I’m maintaining a couple of web applications, which use login-with-google for authentication. It also uses OAuth to access some of Google API’s. They are private applications, with less than 100 users.

A while ago, one user reported an error with an application. Said user could log in, but when accessing a Google API, it would return the error “invalid-grant”.

I tried a lot of things, but this blog article was most helpful (see also this Stack Overflow entry). But solving the problem was not possible at the time. Nothing from the article worked. The user didn’t need to call the Google API since there was a workaround, so I left it at that.

Months later, one direct collegue reported the same thing. Again, nothing I could think of or found on the internet seemed to work. This was more of a problem, since the collegue actually needed the functionality. And also, this not understood behaviour of OAuth was a ticking time bomb. And then, without an plain reason, I had an epiphany. Why not generate new credentials within the same project?

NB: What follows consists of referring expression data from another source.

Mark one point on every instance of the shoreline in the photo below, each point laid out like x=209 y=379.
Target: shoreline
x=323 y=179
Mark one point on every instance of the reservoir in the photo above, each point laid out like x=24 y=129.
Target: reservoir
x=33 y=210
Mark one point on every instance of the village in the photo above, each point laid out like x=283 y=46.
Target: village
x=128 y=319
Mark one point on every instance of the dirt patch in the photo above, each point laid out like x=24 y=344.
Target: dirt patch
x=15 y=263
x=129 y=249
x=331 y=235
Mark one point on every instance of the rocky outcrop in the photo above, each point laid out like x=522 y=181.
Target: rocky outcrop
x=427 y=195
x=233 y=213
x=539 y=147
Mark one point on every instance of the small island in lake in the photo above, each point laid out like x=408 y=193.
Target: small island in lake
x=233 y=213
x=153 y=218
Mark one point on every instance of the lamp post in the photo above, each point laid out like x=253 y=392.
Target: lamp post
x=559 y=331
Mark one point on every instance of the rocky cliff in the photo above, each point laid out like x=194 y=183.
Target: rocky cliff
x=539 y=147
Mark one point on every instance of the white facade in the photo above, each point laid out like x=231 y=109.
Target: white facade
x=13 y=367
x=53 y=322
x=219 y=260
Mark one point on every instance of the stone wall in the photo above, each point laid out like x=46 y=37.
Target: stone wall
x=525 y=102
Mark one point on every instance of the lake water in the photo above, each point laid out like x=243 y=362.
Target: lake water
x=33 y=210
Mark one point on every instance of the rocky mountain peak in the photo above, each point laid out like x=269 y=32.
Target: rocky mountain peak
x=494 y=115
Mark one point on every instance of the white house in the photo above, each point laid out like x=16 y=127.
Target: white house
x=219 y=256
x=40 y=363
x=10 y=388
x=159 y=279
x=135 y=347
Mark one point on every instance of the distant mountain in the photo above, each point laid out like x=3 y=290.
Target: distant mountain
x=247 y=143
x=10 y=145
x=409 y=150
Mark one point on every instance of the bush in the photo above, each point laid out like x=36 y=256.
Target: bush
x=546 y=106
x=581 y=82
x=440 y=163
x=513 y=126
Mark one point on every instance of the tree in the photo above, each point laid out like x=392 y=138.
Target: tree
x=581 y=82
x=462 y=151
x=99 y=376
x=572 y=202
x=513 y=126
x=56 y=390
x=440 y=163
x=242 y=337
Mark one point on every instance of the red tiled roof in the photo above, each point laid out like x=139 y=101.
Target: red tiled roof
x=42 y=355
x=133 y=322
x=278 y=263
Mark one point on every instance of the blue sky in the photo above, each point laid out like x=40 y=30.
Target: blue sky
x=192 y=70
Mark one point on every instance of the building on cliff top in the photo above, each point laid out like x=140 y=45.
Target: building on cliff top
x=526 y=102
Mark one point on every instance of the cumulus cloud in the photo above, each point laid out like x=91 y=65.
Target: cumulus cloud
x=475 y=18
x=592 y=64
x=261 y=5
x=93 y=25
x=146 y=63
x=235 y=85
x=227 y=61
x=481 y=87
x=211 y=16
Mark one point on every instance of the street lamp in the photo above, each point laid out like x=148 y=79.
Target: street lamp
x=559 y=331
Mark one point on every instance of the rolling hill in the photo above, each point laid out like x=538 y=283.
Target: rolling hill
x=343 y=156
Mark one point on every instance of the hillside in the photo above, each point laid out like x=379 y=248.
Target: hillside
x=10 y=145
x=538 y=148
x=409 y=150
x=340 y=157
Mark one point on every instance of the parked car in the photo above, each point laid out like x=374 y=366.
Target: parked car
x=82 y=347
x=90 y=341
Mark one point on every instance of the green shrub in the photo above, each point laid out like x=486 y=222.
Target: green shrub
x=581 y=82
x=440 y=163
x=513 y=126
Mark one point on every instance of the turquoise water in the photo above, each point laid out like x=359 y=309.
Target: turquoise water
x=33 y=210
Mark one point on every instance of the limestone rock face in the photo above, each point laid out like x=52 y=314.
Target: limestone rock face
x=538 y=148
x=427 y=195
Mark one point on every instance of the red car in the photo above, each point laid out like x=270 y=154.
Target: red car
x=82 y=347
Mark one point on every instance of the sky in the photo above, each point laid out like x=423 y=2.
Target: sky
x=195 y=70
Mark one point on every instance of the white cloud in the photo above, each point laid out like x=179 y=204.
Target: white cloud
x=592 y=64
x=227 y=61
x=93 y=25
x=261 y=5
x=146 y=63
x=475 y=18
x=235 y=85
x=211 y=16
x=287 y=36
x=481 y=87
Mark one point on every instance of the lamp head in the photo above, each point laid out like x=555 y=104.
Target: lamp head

It was worth a try. So I generated a new “OAuth 2.0 Client IDs” entry within the Google Cloud console. In the database, I emptied the oauth-session table. I made a backup, so I could revert the change if necessary. I also emptied the web application’s session table in the database. Via this way, all users are forced to re-authenticate. The web session table doesn’t have important data in it, so in my case this was possible.

And the fix worked well. Users did need to re-authenticate, but they didn’t need to grant permissions to use the app. I guess permissions are stored on project level, so this was not neccssary. It still is a bit unsatisfactory the underlying problem isn’t known, but I’m pretty happy the error is gone now.